Pop culture has gone political, with politics and activism becoming unavoidable. According to Jeffrey, the intersection of these worlds is hardly new, as politics has long been a thread in entertainment. However, recent watershed events have marked an inflection point worldwide. About 79% of Gen Zs and Millennials surveyed expect brands to promote more progressive values and play a more meaningful role in society, while 56% say they have to be less complacent and stand up for what they believe in.
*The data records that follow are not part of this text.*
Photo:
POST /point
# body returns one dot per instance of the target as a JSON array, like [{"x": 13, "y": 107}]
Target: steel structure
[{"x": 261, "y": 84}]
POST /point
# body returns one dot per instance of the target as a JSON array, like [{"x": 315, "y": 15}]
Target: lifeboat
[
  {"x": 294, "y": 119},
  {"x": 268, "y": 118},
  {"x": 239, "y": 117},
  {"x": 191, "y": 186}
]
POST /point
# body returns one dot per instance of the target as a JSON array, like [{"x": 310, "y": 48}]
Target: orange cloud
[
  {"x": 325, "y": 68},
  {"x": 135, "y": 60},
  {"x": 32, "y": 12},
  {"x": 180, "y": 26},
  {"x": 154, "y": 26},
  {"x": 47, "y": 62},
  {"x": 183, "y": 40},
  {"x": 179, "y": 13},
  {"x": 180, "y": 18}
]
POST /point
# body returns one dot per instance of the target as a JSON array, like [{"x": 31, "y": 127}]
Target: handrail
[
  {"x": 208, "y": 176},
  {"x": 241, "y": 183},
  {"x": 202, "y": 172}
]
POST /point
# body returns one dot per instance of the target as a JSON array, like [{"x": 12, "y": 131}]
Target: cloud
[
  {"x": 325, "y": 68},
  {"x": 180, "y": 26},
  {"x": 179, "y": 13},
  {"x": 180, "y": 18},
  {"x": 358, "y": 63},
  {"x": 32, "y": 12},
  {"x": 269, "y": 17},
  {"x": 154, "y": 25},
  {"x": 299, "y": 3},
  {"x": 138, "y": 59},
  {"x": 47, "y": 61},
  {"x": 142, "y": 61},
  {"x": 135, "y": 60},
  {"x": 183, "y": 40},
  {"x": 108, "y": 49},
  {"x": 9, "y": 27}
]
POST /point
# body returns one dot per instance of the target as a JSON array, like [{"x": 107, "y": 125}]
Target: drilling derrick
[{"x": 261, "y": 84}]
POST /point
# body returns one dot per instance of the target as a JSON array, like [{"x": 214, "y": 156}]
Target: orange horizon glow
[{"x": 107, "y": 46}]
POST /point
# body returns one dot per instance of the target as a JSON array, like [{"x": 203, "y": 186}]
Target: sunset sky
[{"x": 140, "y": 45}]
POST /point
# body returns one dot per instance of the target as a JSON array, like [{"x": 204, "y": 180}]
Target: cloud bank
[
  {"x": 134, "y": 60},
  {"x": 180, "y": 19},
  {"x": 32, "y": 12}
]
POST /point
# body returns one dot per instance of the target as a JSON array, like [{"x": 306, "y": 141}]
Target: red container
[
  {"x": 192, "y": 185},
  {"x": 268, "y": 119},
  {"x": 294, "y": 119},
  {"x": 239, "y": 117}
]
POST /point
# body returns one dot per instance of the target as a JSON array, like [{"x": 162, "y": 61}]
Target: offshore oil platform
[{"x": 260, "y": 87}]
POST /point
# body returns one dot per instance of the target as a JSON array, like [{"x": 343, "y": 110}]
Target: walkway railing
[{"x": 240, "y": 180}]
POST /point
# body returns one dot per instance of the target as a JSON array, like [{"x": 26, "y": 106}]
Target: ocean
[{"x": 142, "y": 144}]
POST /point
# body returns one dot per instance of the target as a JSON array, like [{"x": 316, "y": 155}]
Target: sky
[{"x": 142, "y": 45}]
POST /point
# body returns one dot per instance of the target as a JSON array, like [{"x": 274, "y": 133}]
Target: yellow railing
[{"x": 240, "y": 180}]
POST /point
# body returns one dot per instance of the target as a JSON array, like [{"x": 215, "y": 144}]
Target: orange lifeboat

An example of pop culture and politics intersecting is Childish Gambino's song "This is America", which had a 3,000% spike in plays in June. Jeffrey explained that 55% of those surveyed are constantly stressed about the state of the world and as such, it is crucial to understand their state of mind and how brands will be perceived in terms of the values they present that are important to the younger generation.

3. All the feels

Jeffrey explained that there is a palpable strain of melancholy running through culture today that Millennials and Gen Zs are openly addressing. Not only are they deeply aware, but they take proactive steps to address mental wellness and express their feelings. According to the study, 61% said their generation finds camaraderie in sharing deep feelings, including feelings of sadness or loneliness, while 65% believe brands should convey messaging of moral support and show they understand consumers' struggles.

According to Jeffrey, the total streams across Southeast Asia for sleep, calm, sad and emo moments in the first quarter of 2020 grew by 60% compared to the same quarter last year.

4. Social distancing causing individuals to spend more time indoors

Every day is a Sunday in terms of consumption. Jeffrey explained that individuals are listening for productivity and on a mix of devices such as game console, TV, desktop, speaker and cars. Commute is no longer a moment that is significant anymore as people are listening across connected devices, he added.

5. Surround sound

About 43% of the younger generation surveyed said they like to use voice activation for things they used to find through visual media. According to him, 92% of Millennials and GEn Zs are streaming few times a week, with 40% listening to podcasts at least once a week. Also, the younger generation is suffering from screen burnout and fatigue. WIth too much visual stimulation, Jeffrey said audio is a nice escape.

"Before the pandemic, driving, commuting, exercising and running were some of the top moments which Gen Zs and Millennials were streaming music," he said. However, there has been a shift in listening habits. In fact, there is now a reduced consumption of music during those periods and an uplift in listening while working from home, gaming, shopping and doing household chores.